I rolled into Playa Tunco, about 15 minutes west of La Libertad by bus on Wednesday at about 10 am. Chris and another guy from my training group, Sid, were just rousing themselves from their hangovers to head out and surf (or in Sid´s case, as was soon to be my case as well, to head out and eat salt water for two hours). I got set up in Papaya´s Surf Lodge, where they were staying, and then went out to check out the beach. Compared with every other beach I´ve seen in Central America (omitting Costa Rica) this one was amazingly clean and well-kept, not to mention uncrowded and had some really nice black sand. The temperature wasn´t too hot either.... considering the time of year, it was actually rather pleasant, maybe 85-87 degrees or so but dry and with a nice constant sea breeze. I met my compatriots later for lunch, then we headed back for some reading, movie-watching, and chess-playing at the lodge. I also made an agreement with Sid to share the board he was using and pay half the rent for the rest of the days I was there, since neither of us really felt like using it all day every day. Personally, my lack of enthusiasm had mostly to do with the burning salt water that was forcefully injected into my nasal cavity and throat every time I fell off the board, which happened every time I tried to ride it. I think one thing is that I need to be a better swimmer first before I can be serious about learning to surf. Maybe if I had a nose plug or something, I dunno. I reckon I will try surfing again sometime (In theory, it´s a sport I would like: it´s physical, it´s outdoors, it requires skill and there´s a lot of room for personal improvement, and it´s totally eco-friendly) but this time I think it´s safe to say that I won´t be the next Kelly Slater.

As it turned out, the money was mostly wasted. I was at Playa Tunco for five days, and of those I maybe surfed a total of 10 hours. On the other hand, I got in a ton of quality time watching movies, reading ¨Jayber Crow¨ by Wendell Berry (the best book I have read so far in Honduras, and that is not an exaggeration, it is AWESOME), and generally doing a whole lot of nothing. I was discussing with Sid how it was interesting and unusual for me as far as vacations go, because the traditional method in my family for recreation was to try to pack as many meticulously-planned activities into a week as possible and get all stressed out when those plans got screwed up. However, I have to say I really enjoyed myself. Considering that I´ve been fairly busy working on a lot of different things, it was a change of pace I really needed.

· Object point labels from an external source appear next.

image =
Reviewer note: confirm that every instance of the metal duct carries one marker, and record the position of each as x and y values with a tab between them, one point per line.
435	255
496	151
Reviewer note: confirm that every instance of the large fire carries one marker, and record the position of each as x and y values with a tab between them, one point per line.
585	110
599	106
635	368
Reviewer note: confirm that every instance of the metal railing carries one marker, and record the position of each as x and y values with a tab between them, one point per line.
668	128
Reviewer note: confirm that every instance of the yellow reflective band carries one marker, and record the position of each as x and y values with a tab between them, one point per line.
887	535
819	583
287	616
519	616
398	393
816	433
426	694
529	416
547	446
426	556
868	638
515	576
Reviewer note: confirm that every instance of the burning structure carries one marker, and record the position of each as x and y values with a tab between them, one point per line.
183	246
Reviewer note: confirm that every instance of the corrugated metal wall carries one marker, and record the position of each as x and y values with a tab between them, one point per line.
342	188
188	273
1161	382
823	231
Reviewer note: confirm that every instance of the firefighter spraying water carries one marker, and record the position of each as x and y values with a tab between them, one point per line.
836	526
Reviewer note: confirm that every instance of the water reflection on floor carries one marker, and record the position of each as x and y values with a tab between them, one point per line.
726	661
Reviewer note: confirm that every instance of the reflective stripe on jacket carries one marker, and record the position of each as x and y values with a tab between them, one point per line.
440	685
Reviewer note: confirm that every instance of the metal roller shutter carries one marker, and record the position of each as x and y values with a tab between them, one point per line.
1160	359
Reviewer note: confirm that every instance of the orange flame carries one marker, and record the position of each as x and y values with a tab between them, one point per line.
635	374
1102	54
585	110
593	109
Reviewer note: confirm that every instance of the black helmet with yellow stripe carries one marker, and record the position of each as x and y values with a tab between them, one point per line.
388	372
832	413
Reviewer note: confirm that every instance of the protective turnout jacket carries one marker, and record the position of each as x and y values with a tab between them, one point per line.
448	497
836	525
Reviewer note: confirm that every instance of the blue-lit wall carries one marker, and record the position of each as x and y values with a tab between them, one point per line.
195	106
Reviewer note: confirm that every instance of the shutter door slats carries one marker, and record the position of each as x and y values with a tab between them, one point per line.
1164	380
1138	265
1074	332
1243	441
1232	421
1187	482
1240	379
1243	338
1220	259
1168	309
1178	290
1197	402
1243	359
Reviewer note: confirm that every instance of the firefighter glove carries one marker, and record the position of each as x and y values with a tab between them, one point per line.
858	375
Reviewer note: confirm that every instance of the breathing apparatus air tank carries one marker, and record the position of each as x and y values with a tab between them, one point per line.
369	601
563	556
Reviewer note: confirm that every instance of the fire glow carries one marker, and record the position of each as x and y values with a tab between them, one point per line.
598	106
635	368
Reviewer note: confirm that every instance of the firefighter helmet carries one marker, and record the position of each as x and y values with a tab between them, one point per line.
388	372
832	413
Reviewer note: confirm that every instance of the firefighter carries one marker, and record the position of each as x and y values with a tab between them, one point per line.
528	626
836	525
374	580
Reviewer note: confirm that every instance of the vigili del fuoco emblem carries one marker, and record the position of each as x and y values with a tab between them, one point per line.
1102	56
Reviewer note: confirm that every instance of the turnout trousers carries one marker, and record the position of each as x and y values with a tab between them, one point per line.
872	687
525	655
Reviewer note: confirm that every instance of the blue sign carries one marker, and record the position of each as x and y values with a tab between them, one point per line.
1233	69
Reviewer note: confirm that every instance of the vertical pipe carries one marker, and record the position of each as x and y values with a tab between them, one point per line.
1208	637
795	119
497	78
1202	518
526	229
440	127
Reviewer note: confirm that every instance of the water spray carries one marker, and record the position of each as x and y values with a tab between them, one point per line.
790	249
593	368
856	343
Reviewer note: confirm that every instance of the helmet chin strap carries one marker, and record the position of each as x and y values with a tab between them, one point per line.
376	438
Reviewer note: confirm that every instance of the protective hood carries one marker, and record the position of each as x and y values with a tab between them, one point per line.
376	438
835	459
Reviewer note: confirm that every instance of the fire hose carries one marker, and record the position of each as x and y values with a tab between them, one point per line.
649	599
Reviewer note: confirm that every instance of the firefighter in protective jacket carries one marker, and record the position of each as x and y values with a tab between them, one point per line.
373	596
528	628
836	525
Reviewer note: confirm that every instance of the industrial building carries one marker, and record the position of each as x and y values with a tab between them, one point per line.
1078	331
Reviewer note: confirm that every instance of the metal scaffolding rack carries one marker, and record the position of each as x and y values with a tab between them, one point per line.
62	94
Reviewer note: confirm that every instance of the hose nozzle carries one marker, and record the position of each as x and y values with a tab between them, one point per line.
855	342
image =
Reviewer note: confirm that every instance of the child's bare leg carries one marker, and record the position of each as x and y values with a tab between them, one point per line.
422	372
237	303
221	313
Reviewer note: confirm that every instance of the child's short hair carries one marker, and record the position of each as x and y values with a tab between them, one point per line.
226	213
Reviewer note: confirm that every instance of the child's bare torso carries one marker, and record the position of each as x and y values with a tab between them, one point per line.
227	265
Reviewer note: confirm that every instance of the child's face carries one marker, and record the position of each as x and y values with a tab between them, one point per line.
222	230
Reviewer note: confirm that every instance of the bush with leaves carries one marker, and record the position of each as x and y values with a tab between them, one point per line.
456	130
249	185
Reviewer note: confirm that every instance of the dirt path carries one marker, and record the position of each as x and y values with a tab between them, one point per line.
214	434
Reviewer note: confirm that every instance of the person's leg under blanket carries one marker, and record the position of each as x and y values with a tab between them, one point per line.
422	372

Another cool thing was the company we had at Papaya´s Surf Lodge. During my time there, we met and visited with people from no less than eight different countries and four continents. There was a group of three surfers from Victoria, B.C. that had driven down in their truck surfing all along Mexico, there was a group of three Swedish surfers (I guess it is actually a sport there), there was a young couple from the states who taught in Guatemala, there was a group of peace corps volunteer girls from El Salvador (that unfortunately left the day after I arrived), there was one guy from Germany, one guy from Australia, and one guy from Uruguay. We did not lack for interesting conversation. The guy from Uruguay was especially cool and now I´m thinking I would love to visit that country someday. It sounds like a very nice place, kind of similar in climate to western Oregon and northern California actually according to his description.

We all headed back on Monday to Choluteca and spent the night, and then parted to go to our respective sites the next day. I spent the next three days working hard to polish our project proposal to be ready to turn in as a final draft (FINALLY they´re ready to evaluate it for real) and adjusting all the numbers to work on a different timeline since the tentative date for getting money (if it passes) is now August and most trees will have to wait til next May to be planted.

There is more stuff to talk about, namely an environmental festival that we´re going to put on tomorrow, but I just lost my most recent work where I had written about that for the third goddamn time today and I don´t have any more patience for this piece of crap computer. I will be in Choluteca until tomorrow so I´ll try to post again and leave a description of all that, and other recent events.